If you were to come over then, you would find me sitting in the front room in Leina’s old nursing chair. The chair is angled toward the front window and affords me a perfect view down our cul-du-sac and across the street. Right now, with the beautiful autumn weather, I’ll probably have the window raised up so the air will be fresh and breezy. I’d have something in my hands: maybe my journal, a book I’m working my way through or my iPad.
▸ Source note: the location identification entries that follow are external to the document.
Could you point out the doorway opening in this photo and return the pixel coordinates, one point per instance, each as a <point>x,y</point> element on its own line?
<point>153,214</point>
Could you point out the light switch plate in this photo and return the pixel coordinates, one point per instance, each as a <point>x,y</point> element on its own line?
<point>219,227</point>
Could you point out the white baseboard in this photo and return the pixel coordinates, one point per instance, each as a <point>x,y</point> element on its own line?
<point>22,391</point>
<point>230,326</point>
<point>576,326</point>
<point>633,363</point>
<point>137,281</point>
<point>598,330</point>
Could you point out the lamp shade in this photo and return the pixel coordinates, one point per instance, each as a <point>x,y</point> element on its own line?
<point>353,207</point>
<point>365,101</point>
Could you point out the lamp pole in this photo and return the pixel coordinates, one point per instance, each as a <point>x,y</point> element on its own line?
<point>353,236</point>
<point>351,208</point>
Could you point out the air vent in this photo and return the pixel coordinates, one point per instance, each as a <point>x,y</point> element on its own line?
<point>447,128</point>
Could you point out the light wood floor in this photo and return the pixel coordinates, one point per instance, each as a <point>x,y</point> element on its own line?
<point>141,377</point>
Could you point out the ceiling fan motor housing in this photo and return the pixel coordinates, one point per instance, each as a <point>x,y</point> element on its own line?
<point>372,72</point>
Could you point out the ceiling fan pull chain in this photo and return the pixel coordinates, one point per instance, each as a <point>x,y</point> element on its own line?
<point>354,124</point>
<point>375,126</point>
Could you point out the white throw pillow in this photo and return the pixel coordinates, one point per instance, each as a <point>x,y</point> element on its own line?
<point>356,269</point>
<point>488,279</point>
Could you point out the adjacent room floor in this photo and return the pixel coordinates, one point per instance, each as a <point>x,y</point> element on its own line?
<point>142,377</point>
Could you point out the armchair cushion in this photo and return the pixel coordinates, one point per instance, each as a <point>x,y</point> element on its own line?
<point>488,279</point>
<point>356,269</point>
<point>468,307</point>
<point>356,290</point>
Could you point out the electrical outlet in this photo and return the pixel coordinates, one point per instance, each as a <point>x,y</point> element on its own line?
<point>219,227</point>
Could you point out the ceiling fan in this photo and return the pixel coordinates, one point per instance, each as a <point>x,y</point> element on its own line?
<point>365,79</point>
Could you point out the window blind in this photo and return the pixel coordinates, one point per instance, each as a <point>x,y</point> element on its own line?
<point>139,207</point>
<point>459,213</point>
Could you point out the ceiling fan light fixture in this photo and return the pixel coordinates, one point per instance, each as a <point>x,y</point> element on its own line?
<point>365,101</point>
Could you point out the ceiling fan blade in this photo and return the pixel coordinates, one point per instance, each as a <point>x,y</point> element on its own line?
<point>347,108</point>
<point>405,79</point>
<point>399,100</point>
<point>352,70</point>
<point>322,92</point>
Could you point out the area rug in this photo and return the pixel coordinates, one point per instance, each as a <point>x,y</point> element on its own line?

Two o’clock means school is letting out soon. I have about fifteen or twenty minutes to myself before the kids arrive home. I can sit and rock in my chair, read or swish my pad, and glance out the window waiting to see my girls appear. I love to watch them trudge up the street. You can tell so much from how they arrive. Sometimes, they are heads together, chattering and I know they are in a good mood. More often, one is ahead of the other. Grumpy and hot. Tired and hungry. The door bangs open, the dag starts to bark like crazy, and in a few heartbeats, the house is strewn with school stuff. It’s actually a scientifically unexplained phenomenon. They walk in the door and by some unknowable force their bodies explode. Shoes in one spot; twisted dirty socks in another. Backpacks dumped on the floor, half open, a trail of crumpled papers that probably need to be returned, litter the carpet. Lunch boxes are dropped in the kitchen for cleaning and the kids begin moaning about how they are hot/starving/bummed/bored. The dog, still barking, dances around them demanding attention. My job is to try and restore order to the chaos. Remind them to put away their shoes, where dirty socks belong, gather up forms and homework to hold until needed. I shoo them from the fridge and take back the bag of cheetos they are trying to open and replace it with something “healthy”. The dog gets her peanut butter smeared Kong, the kids apple slices or cheese sticks, and we all settle in the kitchen where I can listen to their daily update about what they did, who got their name on the board, what they learned. By three, they have wandered off and I’m on the down hill slope the afternoon. The whirlwind of music lesson, swim team practice, homework assignments, dinner and phone calls make the rest of the afternoon whiz by.
And so, I look forward to my two o’clock moment. It’s only 15 or 20 minutes of calm before the storm but I relish it. It’s my favorite time of the day.